La figura del mediatore Interculturale (e grastronomico!): un facilitatore cruciale nel progetto Youth and Food
di slowfood
Blenti Shehaj, di origine albanese, presidente dell’Associazione Multietnica dei Mediatori Interculturali (A.M.M.I.), educatore professionale e coordinatore delle progettualità interne, racconta con grande trasporto il percorso che ha condotto la sua associazione a diventare partner di tanti progetti locali, tra cui Youth and Food.
I mediatori Interculturali di A.M.M.I. sono impegnati dal 2005 nella presa in carico delle più disparate progettualità. In un ruolo professionale ormai richiestissimo in tutti i settori: sicurezza sul lavoro, salute, previdenza sociale, servizi sociali.

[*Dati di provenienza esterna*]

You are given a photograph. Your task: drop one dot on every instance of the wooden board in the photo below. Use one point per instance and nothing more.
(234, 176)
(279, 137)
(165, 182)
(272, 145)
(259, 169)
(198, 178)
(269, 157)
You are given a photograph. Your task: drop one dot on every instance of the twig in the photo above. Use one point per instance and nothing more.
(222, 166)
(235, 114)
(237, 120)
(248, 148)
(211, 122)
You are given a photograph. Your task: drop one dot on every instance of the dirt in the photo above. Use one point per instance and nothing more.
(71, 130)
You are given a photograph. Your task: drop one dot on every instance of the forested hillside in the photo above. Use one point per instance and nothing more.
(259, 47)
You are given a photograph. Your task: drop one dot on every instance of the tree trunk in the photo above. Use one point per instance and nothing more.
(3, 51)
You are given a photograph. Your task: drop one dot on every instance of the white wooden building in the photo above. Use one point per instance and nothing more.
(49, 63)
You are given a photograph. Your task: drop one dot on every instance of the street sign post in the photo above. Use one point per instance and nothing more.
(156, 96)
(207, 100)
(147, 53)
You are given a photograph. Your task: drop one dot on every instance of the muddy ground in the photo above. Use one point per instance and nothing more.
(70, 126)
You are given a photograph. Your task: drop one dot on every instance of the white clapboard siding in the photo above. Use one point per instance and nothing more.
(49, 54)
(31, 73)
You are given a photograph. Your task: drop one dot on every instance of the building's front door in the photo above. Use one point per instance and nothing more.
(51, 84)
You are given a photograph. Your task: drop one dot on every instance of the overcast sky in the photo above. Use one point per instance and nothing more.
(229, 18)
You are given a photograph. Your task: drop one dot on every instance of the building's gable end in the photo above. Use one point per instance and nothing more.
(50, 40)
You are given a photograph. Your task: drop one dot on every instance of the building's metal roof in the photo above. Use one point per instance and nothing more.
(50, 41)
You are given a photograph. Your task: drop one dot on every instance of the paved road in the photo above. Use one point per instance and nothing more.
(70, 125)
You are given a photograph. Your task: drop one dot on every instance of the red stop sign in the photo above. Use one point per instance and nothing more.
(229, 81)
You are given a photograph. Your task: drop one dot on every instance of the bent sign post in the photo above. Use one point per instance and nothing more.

Tre anni fa l’associazione ha raccolto la sfida della partnership con Youth and food, facilitando la transizione dei giovani coinvolti nel passaggio dalla comunità alla vita adulta:
«La sfida è stata più avvincente di quanto pensassimo – racconta Blenti Shehaj – la nostra associazione era incaricata di mettere a disposizione due strutture residenziali per sei partecipanti e supportarli nel delicato viaggio verso l’autonomia degli adulti. Una volta compiuti i 18 anni non ci sono più le tutele previste per i minorenni, si rischia di non vedersi rinnovato il permesso di soggiorno se non si ha in mano un lavoro e l’idoneità alloggiativa. Ma il nostro compito è andato ben oltre le questioni burocratiche, abbiamo cercato di fornire loro un aiuto per affrontare le piccole sfide quotidiane: dalla gestione della casa alla puntualità al lavoro. D’altronde il ruolo del mediatore interculturale è proprio questo: non solo un traduttore simultaneo ma anche e soprattutto una persona capace di agevolare le relazioni, decodificare bisogni, facilitare le applicazioni pratiche di una legge, di una pratica amministrativa. Si è veri e propri agenti del cambiamento».
Egitto, Tunisia, Pakistan, Marocco: questi sono solo alcuni dei Paesi di provenienza dei mediatori coinvolti nel progetto Youth and Food e messi a disposizione da A.M.M.I., quasi tutti con storie di migrazioni alle spalle. In Italia, infatti, il percorso per diventare mediatore interculturale è duplice: i migranti madrelingua possono accedere a una formazione regionale certificata e seguire corsi di specializzazione; si può altrimenti accedere tramite un percorso universitario dedicato.
I professionisti con background migratorio hanno dalla loro parte un asset importante: conoscono con precisione la cultura e le dinamiche del Paese di origine, potendo fornire un supporto maggiore ai beneficiari di una specifica area geografica. Il loro contributo, inoltre, riguarda problematiche che hanno spesso vissuto in prima persona.
Tra i percorsi professionalizzanti seguiti dai ragazzi, la maggior parte aveva un contenuto legato alla cucina e al cibo; per questo è stata prevista anche la figura del mediatore gastronomico che ha affiancato i mediatori culturali assegnando una maggiore rilevanza alle tematiche dedicate al mondo gastronomico.
Durante i momenti conviviali, queste figure hanno facilitato percorsi di conoscenza reciproca dei cibi di provenienza dei rispettivi Paesi, hanno aiutato a reperire ricette tipiche per riprodurre assaggi che ricordassero le rispettive origini e proposto momenti di degustazione e condivisione di sapori nuovi. Alcuni di questi professionisti hanno seguito i corsi di Laurea dell’Università di Scienze Gastronomiche di Pollenzo, come Nua, una ragazza siriana che ha partecipato ad alcuni incontri.
Stefania Inacco, educatrice professionale di A.M.M.I. si è occupata del coordinamento educativo «Nel caso di Youth and Food abbiamo affrontato una sfida molto entusiasmante, abbiamo accolto dei giovanissimi ragazzi e li abbiamo guidati in un percorso di maggiore autonomia, con tutta la delicatezza del caso e accogliendo anche qualche “marachella”, tipica della giovane età.
Complessivamente per me Youth and Food è stato un progetto vincente poiché caratterizzato dalla multidisciplinarietà degli interventi, si è creato un clima intimo e familiare e, ancora una volta, si è dimostrato che il cibo può essere un importante veicolo di inclusione e di scambio.
Ci tengo a rimarcare che ho potuto percepire che il percorso ha lasciato un segno anche nei partecipanti che non lo hanno completato, a distanza di mesi alcuni ragazzi mi scrivono ancora per chiedere un consiglio e considerano i nostri operatori come dei punti di riferimento sul territorio. Ecco, questo lo ritengo forse il successo più grande: aver creato una piccola rete di salvataggio per aiutare un gruppo di giovani migranti a non sentirsi persi».